# FIFO MEMORY USING SHIFT REGISTER

**Mr. AVN HANUMAN<sup>1</sup>, Mrs. NAVEEN GEDELA<sup>2</sup>**

<sup>1</sup>Associate Professor, International School of Technology and Sciences for Women, Rajanagaram, Andhra Pradesh-533294.

<sup>2</sup>Assistant Professor, International School of Technology and Sciences for Women, Rajanagaram, Andhra Pradesh-533294.

## **ABSTRACT**

Because of flexibility of application and high cost performance, the low-and-middle end FPGA has obtained an extensive market. As a fundamental memory structure, the FIFO memory is widely used in FPGA based project in various manners. But limited by the resources in chip and imperfection of development tools, the problem that the number of memory is insufficient while the overall capacity is enough often occurs in the implementation of multi-channel FIFO. This paper surveys various occasions of applications of multi-channel FIFO and put forward a method to achieve multichannel FIFO in a single FPGA Block RAM, which would support the parallel access to one port. The method may help to solve the problem mentioned above and improve the utilization of storage resources obviously. The steps of implementation and partial source code are present together with the detail analysis of simulation timing. Practical application indicates that the method is successful and effective.

**Key words:** *FIFO, FPGA, XYLINK.*

## **1. INTRODUCTION**

The transfer of data over a point-to-point or point-to-multi point communication channel. Examples of such channels are copper wires, optical fibers, wireless communication channels, storage media and computer buses. Earlier days to achieve the high speed we were using parallel/serial transmission. In parallel transmission, Binary data consisting of 1s and 0s which are transmitted in framing/streaming. By grouping, we can send data n bits at a time instead of one. We use n wires to send n bits at one time. That way each bit has its own wire, and all n bits of one group can be transmitted with each clock pulse from one device to

another. Form = 8. Typically, the n number of bits are bundled in a frame with a connector at each end that may be 2:4:8:16:32. The advantage of parallel transmission is speed. All else being equal, parallel transmission can increase the transfer speed by a factor of n over serial transmission.

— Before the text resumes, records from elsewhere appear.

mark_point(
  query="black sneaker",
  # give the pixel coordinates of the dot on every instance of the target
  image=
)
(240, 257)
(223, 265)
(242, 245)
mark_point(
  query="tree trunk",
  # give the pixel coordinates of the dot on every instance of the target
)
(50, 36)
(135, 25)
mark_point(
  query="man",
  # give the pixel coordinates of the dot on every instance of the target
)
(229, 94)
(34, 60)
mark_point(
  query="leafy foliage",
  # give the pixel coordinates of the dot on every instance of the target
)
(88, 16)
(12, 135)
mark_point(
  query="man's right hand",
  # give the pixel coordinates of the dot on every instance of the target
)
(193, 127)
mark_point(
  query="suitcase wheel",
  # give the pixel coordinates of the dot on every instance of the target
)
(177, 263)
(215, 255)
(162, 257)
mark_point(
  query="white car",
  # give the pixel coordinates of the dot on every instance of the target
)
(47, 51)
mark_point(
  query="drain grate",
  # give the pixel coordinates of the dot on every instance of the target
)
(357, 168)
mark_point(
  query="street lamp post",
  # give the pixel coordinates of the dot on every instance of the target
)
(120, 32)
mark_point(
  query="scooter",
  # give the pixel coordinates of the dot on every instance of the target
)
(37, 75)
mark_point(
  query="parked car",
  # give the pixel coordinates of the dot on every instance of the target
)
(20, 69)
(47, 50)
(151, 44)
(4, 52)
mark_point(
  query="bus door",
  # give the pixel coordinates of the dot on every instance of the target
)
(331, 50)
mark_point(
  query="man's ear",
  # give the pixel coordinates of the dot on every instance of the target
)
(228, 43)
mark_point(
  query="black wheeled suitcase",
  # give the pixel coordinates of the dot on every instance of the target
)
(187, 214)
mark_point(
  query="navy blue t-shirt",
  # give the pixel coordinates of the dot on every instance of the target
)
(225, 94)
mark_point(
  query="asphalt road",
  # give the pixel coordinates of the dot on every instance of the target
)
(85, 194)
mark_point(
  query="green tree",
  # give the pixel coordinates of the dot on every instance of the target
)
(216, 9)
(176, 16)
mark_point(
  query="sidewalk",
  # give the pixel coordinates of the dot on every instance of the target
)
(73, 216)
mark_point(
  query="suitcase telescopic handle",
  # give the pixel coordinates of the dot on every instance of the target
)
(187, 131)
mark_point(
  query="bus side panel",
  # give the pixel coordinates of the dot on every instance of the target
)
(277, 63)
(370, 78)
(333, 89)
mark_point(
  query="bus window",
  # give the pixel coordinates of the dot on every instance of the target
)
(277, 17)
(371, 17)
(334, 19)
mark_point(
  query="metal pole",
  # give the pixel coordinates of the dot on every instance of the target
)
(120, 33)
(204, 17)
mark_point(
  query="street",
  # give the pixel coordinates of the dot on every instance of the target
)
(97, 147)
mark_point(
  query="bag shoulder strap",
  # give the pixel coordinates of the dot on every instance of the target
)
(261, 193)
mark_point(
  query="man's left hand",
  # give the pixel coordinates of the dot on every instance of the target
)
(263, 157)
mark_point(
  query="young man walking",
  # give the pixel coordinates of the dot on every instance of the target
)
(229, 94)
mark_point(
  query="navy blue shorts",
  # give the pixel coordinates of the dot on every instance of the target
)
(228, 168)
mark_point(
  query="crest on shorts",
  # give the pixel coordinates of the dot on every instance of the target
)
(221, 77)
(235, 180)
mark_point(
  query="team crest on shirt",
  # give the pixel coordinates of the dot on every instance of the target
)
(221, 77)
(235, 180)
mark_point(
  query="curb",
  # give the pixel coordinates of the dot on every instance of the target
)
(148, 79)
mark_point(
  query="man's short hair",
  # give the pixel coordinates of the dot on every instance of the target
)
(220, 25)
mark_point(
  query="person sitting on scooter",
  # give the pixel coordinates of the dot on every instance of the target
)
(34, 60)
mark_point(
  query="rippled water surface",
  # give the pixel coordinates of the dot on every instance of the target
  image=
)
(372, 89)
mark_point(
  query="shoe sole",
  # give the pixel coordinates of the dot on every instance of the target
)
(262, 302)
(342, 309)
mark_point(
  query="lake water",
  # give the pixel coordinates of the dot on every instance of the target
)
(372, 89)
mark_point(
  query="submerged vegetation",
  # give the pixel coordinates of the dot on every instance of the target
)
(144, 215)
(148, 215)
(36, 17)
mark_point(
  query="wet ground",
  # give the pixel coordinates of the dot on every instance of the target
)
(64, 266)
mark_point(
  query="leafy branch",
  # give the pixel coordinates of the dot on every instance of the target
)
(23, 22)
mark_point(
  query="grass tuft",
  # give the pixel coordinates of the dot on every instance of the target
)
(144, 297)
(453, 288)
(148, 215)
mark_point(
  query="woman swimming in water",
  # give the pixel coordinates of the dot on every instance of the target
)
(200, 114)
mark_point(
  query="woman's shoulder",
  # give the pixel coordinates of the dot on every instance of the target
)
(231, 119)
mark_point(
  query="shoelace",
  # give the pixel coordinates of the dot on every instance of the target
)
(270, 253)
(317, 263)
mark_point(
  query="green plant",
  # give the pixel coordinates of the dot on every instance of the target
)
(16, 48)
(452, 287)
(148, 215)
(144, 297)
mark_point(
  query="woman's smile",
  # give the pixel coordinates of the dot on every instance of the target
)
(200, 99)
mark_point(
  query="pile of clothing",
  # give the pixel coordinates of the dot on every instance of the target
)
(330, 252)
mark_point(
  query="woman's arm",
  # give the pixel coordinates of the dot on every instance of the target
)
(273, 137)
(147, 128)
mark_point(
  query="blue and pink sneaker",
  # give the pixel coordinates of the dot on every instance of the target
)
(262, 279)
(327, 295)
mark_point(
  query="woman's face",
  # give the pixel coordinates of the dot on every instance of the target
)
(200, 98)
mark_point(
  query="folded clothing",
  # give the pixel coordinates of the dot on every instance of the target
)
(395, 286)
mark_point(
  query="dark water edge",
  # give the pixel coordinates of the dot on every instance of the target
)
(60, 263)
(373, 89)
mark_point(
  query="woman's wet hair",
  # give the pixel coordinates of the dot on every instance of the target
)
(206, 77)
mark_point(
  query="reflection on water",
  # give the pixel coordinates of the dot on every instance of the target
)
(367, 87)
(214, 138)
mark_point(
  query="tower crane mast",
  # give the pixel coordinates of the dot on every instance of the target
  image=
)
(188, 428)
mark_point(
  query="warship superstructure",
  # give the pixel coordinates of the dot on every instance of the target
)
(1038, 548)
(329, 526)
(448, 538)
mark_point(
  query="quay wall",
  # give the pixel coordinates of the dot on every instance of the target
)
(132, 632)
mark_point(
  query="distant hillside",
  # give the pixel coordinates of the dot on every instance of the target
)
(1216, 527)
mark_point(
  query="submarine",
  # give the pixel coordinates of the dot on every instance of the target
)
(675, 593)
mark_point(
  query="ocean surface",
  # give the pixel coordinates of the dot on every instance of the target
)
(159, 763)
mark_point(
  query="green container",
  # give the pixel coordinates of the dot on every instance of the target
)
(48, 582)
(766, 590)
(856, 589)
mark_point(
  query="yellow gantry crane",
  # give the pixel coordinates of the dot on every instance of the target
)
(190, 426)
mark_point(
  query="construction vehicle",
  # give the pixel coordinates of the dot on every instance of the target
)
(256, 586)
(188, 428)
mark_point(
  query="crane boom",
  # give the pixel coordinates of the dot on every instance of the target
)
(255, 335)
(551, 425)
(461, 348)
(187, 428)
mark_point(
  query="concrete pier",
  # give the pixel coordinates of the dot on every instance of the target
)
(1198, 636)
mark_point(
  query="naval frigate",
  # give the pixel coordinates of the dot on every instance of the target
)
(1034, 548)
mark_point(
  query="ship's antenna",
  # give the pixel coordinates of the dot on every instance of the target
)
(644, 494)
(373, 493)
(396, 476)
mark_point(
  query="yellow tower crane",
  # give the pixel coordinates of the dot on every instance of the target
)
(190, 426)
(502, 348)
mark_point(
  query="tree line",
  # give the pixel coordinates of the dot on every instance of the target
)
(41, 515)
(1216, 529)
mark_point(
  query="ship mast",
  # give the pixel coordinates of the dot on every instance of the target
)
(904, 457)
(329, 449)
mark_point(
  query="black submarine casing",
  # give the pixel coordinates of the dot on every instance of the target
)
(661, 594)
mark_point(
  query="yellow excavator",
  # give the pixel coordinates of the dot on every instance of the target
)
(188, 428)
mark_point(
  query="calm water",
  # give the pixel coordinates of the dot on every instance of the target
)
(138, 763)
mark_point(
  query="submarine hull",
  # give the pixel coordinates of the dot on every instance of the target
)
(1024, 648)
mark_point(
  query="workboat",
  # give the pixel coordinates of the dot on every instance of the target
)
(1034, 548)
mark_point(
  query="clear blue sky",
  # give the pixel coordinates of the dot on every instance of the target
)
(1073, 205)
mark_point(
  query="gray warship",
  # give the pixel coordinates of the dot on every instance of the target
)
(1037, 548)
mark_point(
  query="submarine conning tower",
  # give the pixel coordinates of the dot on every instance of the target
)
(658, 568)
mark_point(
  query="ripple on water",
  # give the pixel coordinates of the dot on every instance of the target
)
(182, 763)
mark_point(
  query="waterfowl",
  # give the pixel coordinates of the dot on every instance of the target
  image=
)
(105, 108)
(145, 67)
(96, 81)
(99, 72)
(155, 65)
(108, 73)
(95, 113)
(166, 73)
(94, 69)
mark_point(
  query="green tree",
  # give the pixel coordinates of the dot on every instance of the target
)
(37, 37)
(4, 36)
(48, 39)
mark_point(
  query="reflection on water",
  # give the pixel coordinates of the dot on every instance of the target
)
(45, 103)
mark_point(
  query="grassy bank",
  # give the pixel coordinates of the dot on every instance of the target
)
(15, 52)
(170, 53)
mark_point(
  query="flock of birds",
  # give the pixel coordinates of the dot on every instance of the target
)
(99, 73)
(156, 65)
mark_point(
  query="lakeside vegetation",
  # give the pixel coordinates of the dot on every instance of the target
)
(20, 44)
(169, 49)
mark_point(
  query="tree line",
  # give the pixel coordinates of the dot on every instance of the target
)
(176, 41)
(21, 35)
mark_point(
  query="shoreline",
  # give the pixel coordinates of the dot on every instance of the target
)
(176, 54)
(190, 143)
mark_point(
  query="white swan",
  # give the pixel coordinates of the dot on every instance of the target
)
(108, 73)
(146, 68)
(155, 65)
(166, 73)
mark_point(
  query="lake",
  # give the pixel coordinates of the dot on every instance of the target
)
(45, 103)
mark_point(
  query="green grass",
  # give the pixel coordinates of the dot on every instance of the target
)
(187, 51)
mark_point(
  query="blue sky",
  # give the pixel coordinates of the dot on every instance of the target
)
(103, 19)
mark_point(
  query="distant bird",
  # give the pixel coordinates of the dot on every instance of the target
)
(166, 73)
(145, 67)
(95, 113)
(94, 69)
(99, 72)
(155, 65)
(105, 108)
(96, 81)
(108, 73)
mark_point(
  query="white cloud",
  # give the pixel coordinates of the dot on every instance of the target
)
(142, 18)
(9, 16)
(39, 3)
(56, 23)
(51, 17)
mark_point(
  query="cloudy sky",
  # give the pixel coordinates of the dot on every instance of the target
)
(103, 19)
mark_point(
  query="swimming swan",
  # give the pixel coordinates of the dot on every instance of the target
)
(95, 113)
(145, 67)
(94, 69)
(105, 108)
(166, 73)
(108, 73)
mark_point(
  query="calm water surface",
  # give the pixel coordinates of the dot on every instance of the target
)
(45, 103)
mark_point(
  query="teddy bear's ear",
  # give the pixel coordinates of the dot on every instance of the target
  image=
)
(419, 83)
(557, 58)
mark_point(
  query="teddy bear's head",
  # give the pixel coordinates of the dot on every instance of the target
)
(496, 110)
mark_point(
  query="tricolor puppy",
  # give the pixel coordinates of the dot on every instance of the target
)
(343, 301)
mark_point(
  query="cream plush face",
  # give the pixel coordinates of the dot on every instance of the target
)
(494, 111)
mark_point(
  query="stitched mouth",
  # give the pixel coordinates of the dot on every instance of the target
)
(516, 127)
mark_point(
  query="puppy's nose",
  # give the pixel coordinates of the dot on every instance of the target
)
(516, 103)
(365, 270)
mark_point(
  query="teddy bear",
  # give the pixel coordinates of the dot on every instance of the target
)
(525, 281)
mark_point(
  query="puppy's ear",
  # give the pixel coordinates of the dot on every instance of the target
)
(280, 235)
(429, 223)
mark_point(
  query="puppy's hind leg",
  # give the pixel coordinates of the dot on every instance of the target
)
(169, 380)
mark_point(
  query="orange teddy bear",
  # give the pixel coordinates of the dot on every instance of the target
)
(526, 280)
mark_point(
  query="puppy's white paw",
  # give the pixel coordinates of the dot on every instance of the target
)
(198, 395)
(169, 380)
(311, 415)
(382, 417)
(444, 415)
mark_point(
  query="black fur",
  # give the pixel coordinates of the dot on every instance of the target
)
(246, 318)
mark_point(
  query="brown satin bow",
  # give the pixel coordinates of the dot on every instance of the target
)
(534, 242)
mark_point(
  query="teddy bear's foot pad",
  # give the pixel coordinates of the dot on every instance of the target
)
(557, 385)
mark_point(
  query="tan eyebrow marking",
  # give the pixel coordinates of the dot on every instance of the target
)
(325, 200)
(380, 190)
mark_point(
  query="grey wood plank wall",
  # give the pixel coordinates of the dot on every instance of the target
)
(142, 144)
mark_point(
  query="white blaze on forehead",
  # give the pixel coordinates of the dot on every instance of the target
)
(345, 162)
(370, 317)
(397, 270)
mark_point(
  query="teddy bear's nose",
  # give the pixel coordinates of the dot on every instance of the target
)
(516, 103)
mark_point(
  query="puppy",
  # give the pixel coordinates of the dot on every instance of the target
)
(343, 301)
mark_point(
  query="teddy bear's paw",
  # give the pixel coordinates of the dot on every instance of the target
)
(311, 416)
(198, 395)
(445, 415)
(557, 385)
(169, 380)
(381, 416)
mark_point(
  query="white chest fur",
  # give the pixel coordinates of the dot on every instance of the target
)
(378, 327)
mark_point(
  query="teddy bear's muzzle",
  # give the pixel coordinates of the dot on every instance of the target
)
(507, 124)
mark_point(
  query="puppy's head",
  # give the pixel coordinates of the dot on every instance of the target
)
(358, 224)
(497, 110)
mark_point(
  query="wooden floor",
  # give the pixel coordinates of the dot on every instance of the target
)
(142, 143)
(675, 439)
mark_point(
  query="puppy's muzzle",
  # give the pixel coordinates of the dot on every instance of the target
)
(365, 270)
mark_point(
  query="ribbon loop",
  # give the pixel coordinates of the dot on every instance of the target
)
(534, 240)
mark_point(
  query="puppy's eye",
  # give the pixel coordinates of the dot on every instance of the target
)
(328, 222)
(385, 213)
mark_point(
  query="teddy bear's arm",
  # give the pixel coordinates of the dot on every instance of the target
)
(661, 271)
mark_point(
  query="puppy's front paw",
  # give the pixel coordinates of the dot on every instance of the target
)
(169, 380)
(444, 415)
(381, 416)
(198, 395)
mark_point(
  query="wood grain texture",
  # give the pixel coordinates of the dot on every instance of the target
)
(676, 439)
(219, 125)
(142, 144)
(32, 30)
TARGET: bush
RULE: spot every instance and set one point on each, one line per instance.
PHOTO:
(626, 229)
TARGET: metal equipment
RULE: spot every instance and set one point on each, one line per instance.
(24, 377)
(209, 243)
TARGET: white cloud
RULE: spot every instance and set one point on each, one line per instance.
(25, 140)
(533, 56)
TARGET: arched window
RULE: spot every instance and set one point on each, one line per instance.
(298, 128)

Insignificant disadvantage of parallel transmission is cost. In serial transmission one bit follows another, so we need only one communication channel rather than n to transmit data between two communicating devices. The advantage of serial over parallel transmission is that with only one communication channel, serial transmission reduces the cost of transmission

over parallel by roughly a factor of  $n$ . Since communication within devices is parallel, conversion devices are required at the interface between the sender and the line (parallel-to-serial) and between the line and the receiver (serial-to parallel). Serial transmission occurs in one of two ways; asynchronous or synchronous. With the rapid development of FPGA technology, FPGA is widely used in the field of communication, medical instrument, consumer electronics, display, portable terminal, and so on. Among various levels of FPGA, the low-and middle-end FPGA has won a wide market due to its low cost, high performance, technical maturity and short design cycle. As a fundamental storage structure in the design of system based on FPGA, FIFO is usually used as data buffer of digital signal processing system, Communication Bridge between network of different data rates and communication interface between modules in different clock domain. Sometimes, in practice, it is needed to combine more than one FIFO into a new structure as multi-channel FIFO, according to rule of access to it, multi-channel FIFO generally can be classified into four categories as follows: 1) Serial Input and Serial Output FIFO (SISOFIFO), each channel of SISOFIFO is independent, no parallel operation at read port or write port is permitted, i.e., the data of the SISOFIFO is written in channel by channel and read out channel by channel. there is no constraint for access among channels; 2) Serial Input and Parallel Output FIFO (SIPOFIFO), just as its name implies, data of the SIPOFIFO is written in channel by channel but read out at the same time; 3) Parallel Input and Serial Output FIFO (PISOFIFO), the data of the PISOFIFO is written in at the same time but

read out channel by channel, namely, the write port should be able to be accessed in parallel; 4) Parallel Input and Parallel Output FIFO (PIPOFIFO), the data of the PIPOFIFO is written in simultaneously and read out simultaneously, in other words, both ports of PIPOFIFO should be able to be accessed in parallel.

## 2. LITERATURE SURVEY

In the previous section we mentioned that NoC is composed of elements like FIFO's (Virtual channels), Interconnects, Arbitration logic etc. The access mechanism in buffer structure plays an important role in the design of NoC applications. In turn, the mechanism influences how efficiently packets share link bandwidth. Buffers are used to store packets or flits when they cannot be forwarded right away onto the output port. Queuing buffers consume the most area and power among building blocks in the NoC [1, 2, 27]. We have investigated related work as follows:

**SHORT FIXED LENGTH QUEUE:** In short fixed length queue, each physical channel of router has single queue. The arriving flit is stored at the tail of the queue. The flit present at head is read and forwarded to output channel through crossbar. The single queue buffer has fixed and short length, therefore, upstream router keep strack of free buffers. The flit is forwarded to downstream router only when a free buffer is available. The single queue buffer may lead to the problem of HoL blocking.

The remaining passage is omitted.